No system is complex enough so that it cannot be described by a simple model, and yet no system is simple enough so that it might not create chaotic behaviors.




****

To the OP, please make several million on your profession over the next few years. Then try to prove us all wrong by beating the market through the use of your flawless financial models.


...Fresh meat.
 
Quote from walterjennings:

someone mind explaining to this newbie what film you are talking about?

The Trader where in my youth, and as a small time money manager, I was suckered into doing a Documentary on the Futures markets.

I was told that it was an easy way to make high profile contacts, and to raise a lot more money to manage than the $100 million that I was already managing then.

Well, to say the least.. I ended up giving up the house on it. A well meaning neophyte can pretty much raise himself up to a billionaire trader status if he can read between the lines on the contents of that documentary, as well as some of my other materials (very few) that are out there.
 
Quote from TudorJones:

The Trader where in my youth, and as a small time money manager, I was suckered into doing a Documentary on the Futures markets.

I was told that it was an easy way to make high profile contacts, and to raise a lot more money to manage than the $100 million that I was already managing then.

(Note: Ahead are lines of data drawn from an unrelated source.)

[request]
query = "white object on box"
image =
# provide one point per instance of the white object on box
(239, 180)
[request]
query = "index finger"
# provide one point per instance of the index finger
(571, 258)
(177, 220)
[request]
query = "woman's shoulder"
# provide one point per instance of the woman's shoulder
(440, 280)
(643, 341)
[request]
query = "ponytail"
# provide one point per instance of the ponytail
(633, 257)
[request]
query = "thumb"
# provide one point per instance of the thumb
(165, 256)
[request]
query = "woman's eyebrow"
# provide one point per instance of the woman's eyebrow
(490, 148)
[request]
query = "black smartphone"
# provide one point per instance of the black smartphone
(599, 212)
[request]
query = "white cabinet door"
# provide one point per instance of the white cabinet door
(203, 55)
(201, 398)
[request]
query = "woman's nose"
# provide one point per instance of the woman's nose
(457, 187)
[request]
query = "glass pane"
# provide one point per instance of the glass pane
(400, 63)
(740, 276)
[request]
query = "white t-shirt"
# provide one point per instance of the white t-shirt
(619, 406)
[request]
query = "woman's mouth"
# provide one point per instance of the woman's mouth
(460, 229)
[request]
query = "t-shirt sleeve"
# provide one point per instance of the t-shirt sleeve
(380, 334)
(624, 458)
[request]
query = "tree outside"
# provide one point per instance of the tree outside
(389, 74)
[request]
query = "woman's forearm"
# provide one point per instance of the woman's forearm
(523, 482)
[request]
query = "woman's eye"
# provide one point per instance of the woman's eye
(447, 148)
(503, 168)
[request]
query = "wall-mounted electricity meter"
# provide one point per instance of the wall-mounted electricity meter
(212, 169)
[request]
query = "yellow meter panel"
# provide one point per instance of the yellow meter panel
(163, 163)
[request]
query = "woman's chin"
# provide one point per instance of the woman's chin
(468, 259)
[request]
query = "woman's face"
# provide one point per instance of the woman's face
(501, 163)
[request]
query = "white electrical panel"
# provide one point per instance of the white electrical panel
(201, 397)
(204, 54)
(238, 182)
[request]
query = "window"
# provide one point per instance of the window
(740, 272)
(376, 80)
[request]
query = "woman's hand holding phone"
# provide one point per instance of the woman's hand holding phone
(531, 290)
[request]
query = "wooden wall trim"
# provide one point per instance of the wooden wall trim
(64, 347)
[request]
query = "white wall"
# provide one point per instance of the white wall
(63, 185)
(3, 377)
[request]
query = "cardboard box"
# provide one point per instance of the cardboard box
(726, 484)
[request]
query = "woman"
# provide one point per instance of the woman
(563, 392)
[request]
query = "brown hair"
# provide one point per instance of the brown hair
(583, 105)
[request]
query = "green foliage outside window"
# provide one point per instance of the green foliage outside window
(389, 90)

Well, to say the least.. I ended up giving up the house on it. A well meaning neophyte can pretty much raise himself up to a billionaire trader status if he can read between the lines on the contents of that documentary, as well as some of my other materials (very few) that are out there.

do you have a torrent link so that i may pirate it? :D
 
Quote from whitster:

golf clap

a big part of chaos theory is how (relatively) small perturbations in a system can have HYOOGE (and somewhat unpredictable) effect.

the classic "butterfly flapping its wings in bolivia causing a hurricane in guatemala"... thang

again, market behavior is HUMAN behavior.

the market is a giant feedback system. market makers and institutions are generally selling strength and buying weakness, retail traders are chasing ticks where their (not so robust) indicator is saying "breakout" or some such. different people with different NEEDS (for example, a hedging commercial producer), entering trades for different reasons, based on different analysis.

it can often seem random. it is never RANDOM. it is COMPLEX

there is a difference

and in the case of many market crashes (like you mention), it was often SMALL perturbations that had effects that, as you put it, are basically statistically almost impossible (much like a scalper being consistently profitable is not possible if trades are random)...

also note that the market has never (to my knowledge) gone UP 20% in a day, or had the sort of extreme one-two-three day market moves UP vs. the moves down.

the drift bias is (obviously) up. that's a function of the fact that wealth is created in the system (stock market) , since stocks are a proxy for businesses, that also create wealth.

yet, despite the drift bias being up, these extreme and basically statistically impossible crashes happen with NO counterpart on the up side

that is because fear and panic are strong emotions.

Excellent post.

You should check out forex. Depending on how you define fat tail events, they happen in any one currency pair at least once a week.

My tri-part model of market mechanics:

1) Fundamentals move price

2) Speculation exacerbates market gyrations (>95% of market positions taken are SPECULATIVE est.)

3). Technicals define periphery (self fulfilling prophecy. See livermore)


Your welcome :-). And thanks for the refer on black scholes. Will take a look.
 
Quote from TudorJones:

The Trader where in my youth, and as a small time money manager, I was suckered into doing a Documentary on the Futures markets.

I was told that it was an easy way to make high profile contacts, and to raise a lot more money to manage than the $100 million that I was already managing then.

Well, to say the least.. I ended up giving up the house on it. A well meaning neophyte can pretty much raise himself up to a billionaire trader status if he can read between the lines on the contents of that documentary, as well as some of my other materials (very few) that are out there.


i agree 100%.

myself and marketsurfer,llc thank you for your contributions and wish your continued success.